ドナルド・フェイゲン『The Nightfly Live』

f:id:tyunne:20211113053444j:plain


ドナルド・フェイゲンの1stソロの全曲再現ライブもリリースされました。これもなかなか素晴らしい内容です。

 

4曲目の「Maxine」ではドナルド・フェイゲン自身は歌わないんですが、この辺がスティーリー・ダンというバンドの特殊性を物語っていると思います。要するにソングライター・チームな訳でパフォーマーではない。だから楽曲さえ良ければ誰が歌ってもいいんです。でもドナルド・フェイゲン自身が歌うと味わいがあるんですが。

 

全体的に演奏はグルーヴィーですが、ボーカルのキーが若干低めなので印象は落ち着いたものとなっています。少しオリジナルよりも一歩引いた印象。押し出してくる勢いは控えめ。
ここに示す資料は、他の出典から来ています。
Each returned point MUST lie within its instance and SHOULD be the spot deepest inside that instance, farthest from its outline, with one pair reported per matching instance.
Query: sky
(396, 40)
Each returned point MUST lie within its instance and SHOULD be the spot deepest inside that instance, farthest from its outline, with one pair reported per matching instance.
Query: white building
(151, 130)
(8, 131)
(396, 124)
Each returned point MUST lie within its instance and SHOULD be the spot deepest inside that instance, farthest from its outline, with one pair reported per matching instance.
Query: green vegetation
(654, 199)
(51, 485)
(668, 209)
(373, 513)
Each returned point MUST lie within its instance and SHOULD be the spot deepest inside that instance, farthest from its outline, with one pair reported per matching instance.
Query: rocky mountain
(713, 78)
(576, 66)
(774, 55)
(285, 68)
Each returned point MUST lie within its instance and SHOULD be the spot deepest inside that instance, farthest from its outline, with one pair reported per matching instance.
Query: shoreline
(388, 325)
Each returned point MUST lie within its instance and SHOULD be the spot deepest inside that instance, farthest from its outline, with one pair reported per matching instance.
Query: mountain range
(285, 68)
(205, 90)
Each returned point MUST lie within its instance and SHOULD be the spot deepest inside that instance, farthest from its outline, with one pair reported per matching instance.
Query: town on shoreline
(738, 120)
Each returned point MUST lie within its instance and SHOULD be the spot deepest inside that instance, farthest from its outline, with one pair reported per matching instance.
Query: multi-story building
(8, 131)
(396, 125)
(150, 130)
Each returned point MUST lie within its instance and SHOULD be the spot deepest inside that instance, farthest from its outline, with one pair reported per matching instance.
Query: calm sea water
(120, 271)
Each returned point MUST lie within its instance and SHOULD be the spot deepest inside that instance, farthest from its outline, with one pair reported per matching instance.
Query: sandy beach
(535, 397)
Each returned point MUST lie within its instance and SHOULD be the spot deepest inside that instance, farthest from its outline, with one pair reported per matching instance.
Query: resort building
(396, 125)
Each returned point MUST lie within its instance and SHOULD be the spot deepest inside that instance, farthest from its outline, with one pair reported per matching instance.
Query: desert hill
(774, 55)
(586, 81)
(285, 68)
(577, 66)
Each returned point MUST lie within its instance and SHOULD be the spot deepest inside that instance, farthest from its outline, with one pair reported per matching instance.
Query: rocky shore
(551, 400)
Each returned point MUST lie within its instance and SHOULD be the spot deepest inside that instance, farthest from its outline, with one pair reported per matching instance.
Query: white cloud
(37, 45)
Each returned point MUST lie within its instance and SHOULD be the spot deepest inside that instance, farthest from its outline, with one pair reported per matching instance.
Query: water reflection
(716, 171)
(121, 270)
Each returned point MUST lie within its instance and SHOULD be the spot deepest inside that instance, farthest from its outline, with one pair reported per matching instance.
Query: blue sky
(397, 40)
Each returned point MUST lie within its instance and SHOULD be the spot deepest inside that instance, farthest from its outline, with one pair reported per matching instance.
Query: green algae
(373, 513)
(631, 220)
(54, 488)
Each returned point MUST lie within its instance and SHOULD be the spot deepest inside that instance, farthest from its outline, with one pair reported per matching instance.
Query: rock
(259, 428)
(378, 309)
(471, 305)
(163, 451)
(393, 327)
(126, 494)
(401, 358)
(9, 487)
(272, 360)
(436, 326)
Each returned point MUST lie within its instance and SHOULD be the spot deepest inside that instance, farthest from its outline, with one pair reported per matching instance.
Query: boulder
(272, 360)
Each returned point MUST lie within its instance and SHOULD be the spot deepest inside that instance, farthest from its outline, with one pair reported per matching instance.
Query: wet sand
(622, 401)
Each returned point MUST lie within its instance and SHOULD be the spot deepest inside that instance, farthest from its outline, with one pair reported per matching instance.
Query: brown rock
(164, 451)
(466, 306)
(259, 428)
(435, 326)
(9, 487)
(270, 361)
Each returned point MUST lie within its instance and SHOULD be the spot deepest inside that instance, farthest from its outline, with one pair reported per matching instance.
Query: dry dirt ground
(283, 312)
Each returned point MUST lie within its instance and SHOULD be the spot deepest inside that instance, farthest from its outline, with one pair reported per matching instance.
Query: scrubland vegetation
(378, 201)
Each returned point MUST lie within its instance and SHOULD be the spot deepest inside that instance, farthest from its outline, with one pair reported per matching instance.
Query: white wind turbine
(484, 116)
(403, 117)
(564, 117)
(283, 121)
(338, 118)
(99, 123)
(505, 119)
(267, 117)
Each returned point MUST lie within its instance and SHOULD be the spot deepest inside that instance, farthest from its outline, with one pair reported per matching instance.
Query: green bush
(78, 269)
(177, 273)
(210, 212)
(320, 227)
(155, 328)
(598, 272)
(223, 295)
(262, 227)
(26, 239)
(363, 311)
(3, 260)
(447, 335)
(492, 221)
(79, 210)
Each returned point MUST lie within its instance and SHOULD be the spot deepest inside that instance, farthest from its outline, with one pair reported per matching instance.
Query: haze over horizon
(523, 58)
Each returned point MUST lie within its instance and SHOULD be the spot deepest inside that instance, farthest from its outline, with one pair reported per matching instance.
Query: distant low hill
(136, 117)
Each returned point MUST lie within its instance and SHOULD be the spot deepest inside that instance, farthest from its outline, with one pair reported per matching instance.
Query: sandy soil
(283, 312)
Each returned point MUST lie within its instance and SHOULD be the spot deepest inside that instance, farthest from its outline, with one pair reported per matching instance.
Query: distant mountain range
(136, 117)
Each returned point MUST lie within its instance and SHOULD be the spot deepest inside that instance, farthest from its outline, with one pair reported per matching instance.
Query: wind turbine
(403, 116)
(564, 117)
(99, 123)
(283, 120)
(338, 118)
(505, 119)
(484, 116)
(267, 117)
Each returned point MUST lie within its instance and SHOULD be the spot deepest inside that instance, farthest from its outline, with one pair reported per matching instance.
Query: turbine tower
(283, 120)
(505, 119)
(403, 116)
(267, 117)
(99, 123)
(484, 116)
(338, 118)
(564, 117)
AORっぽさが増している感じです。

 

こうした興行を行なっていくことでスティーリー・ダンの存続を選択したというのは当初の気難しい印象からすると驚くべきことで、懐メロの再現で人生を終わってもいいのか?などと考えてしまいますが、しっかり新曲も書いているそうなので、結果的には演奏力を持続するためにもいいことだと捉えています。ファン・サービスをスティーリー・ダンがするなんて夢のようではないですか。